Thursday, February 27, 2014

Hoover Buildings

I've been quite busy with my citizenship test preparation. So, not much time to read, and hence, one of the rare posts that belongs to the "Occasionally about other things, too" category. 

What’s in a name? Apparently a lot, if it’s Hoover
Herbert Clark Hoover Building

Unlike in North America, where buildings are identified by their street numbers, in India, they are identified by their names.

The Department of Commerce headquarters in Washington DC is on 1401 Constitution Ave NW, Washington, DC. It’s also called the Hoover Building, named after Herbert Clark Hoover, who was both the Secretary of Commerce and subsequently President of the United States.

File:Fbi headquarters.jpg
J. Edgar Hoover Building
The Federal Bureau of Investigations headquarters in Washington DC is on 935 Pennsylvania Ave NW, Washington, DC. Coincidentally, the FBI headquarters is also known as the Hoover Building, named after the legendary head of FBI chief J Edgar Hoover.

In the early 2000 I worked for the US Consulate in Bombay. I had what many agreed was a resplendent, flowing beard that had recently begun to turn grey.

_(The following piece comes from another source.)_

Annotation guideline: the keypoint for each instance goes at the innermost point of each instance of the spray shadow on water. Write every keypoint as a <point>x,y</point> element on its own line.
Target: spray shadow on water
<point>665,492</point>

I looked like a college professor. 

In March 2002, less than a year after 9/11, I was selected for a two-week workshop at the Department of Commerce headquarters.

It was my first trip to the US. And I knew I had to go to the Hoover Building.

On the connecting flight from a city in Europe (I think it was Amsterdam) to Washington DC, I was sitting next to a spunky woman in her late 60s.

As I recall, she was returning home after a short European sojourn.

We chatted for a while about movies, India, the United States.

“What do you do?” she asked me.

“I work for the US government,” I replied, and offered, “I’m going to attend a training session in Washington DC.”

“Where in DC?” she asked.

“The Hoover Building,” I said.

Then, I wasn’t aware that the FBI headquarters was also at the Hoover Building.

Her interest spiked immediately.

“What sort of training? Languages?” she asked.

“I don’t really know,” I answered truthfully.

“Oh, I get it. You aren’t allowed to talk,” she said.

“No, it’s nothing like that,” I said.

Then after a pause, she asked, “Are you really from India?”


“You look like you’re from somewhere in the Middle East.”

“Oh, that must be because of my beard.”

“I guess,” she said and smiled vaguely.

I smiled back and we chatted some more about movies, but her demeanour had changed perceptibly. She was more observant, she was asking more questions.

“Welcome to America,” she said when our plane landed at Washington DC.

Then added enigmatically: “Have a great training. We need people like you.”

I went and checked into the Four Seasons hotel. It was only the next morning when I went to the concierge and asked for a cab to take me to the Hoover building, the man behind the counter, after dialing the cab company, asked me, “Which Hoover building?”

I checked the address and said, “The one on Constitution Avenue.”

The drive from the hotel to the Hoover building was quick, and memorable.

“Are there two Hoover buildings in Washington DC?” I asked the cab driver.

“Yes, the more famous one is the FBI headquarters,” he said, and looked at me from the rear view mirror.

I realized that my fellow passenger in the transatlantic flight had taken me for a spy.